4.8. Statistical and Bioinformatics Analyses
Raw assay data were log2-transformed, followed by median and 95% confidence interval calculation using bootstrap method as a resampling technique. Raw data were z-score transformed within each group LUAD and PDAC cases and matched healthy controls and ROC AUC was determined for 1305 proteins.

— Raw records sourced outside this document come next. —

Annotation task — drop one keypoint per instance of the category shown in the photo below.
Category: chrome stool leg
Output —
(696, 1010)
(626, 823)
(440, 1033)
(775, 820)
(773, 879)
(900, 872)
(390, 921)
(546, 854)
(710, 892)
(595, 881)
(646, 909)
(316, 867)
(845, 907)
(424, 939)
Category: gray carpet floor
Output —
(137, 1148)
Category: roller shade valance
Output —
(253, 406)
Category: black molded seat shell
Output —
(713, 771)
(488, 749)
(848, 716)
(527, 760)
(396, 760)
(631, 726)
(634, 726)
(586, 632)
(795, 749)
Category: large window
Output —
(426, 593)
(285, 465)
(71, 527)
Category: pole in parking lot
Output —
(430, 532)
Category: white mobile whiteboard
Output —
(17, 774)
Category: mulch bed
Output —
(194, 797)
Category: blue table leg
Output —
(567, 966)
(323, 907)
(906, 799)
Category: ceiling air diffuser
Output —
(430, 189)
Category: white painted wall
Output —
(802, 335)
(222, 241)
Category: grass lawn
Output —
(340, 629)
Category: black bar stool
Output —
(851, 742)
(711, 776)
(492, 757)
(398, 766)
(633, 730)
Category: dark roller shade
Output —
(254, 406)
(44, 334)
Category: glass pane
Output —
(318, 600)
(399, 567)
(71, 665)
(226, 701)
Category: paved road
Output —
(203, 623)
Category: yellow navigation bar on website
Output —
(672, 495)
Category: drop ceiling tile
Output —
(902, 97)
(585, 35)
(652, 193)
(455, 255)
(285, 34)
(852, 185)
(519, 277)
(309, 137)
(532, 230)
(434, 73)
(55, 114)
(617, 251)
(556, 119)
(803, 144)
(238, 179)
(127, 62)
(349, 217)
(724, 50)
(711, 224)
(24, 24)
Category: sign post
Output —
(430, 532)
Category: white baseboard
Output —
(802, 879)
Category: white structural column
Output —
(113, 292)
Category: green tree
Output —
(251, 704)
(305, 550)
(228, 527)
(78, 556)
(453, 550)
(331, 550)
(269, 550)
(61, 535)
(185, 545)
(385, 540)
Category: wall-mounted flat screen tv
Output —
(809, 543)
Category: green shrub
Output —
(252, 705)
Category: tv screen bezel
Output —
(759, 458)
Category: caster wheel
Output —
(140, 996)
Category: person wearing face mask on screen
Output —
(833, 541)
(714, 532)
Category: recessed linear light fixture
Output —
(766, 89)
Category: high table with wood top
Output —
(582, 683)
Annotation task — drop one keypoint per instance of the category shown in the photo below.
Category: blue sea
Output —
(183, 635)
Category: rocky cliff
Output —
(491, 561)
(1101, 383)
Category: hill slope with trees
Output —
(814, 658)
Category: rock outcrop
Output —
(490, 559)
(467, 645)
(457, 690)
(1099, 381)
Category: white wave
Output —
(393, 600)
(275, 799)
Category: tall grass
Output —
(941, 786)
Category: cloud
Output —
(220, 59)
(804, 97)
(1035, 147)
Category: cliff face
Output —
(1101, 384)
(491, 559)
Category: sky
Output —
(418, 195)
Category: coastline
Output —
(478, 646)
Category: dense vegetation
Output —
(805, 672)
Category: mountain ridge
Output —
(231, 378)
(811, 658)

P values were computed using two-sided Wilcoxon rank-sum test to compare cases and controls and the values were subjected to multiple testing correction to determine q-values. Corresponding plots were generated using ggplot2 (version 3.2.1) in the R software environment (version 3.6.1, The R Foundation,
https://www.r-project.org).
For the proteins that were identified both in protein array with high performance (AUC ≥ 0.7) and in previous cell line exosome proteomics (MS2 ≥ 5 in at least one cell line), the MS2 counts in total exosome extract (TEE), cargo and surface were normalized to the total MS2 count in each cell line. The normalized count (per 10,000 total count) were represented in heatmaps using gplots (version 3.0.1.1, The Comprehensive R Archive Network,
https://github.com/talgalili/gplots) in the R software environment (version 3.6.1) for visualization.
Protein subcellular localizations were determined using COMPARTMENTS database (
https://compartments.jensenlab.org/Search). The confidence levels of protein targets associated with 9 major subcellular localizations were first extracted and the heatmaps were generated using gplots (version 3.0.1.1) in the R software environment (version 3.6.1). Unsupervised hierarchical clustering was performed by Ward’s method to aggregate the compartments with similar patterns of protein localization.
To identify the canonical pathways that were enriched for the genes with high performance in lung and pancreatic adenocarcinoma respectively, Ingenuity Pathway Analysis (IPA) and Ingenuity Upstream Regulator Analysis was used to further explore feature relationships, independent of established canonical pathways according to the associations contained within the Ingenuity Knowledge Base.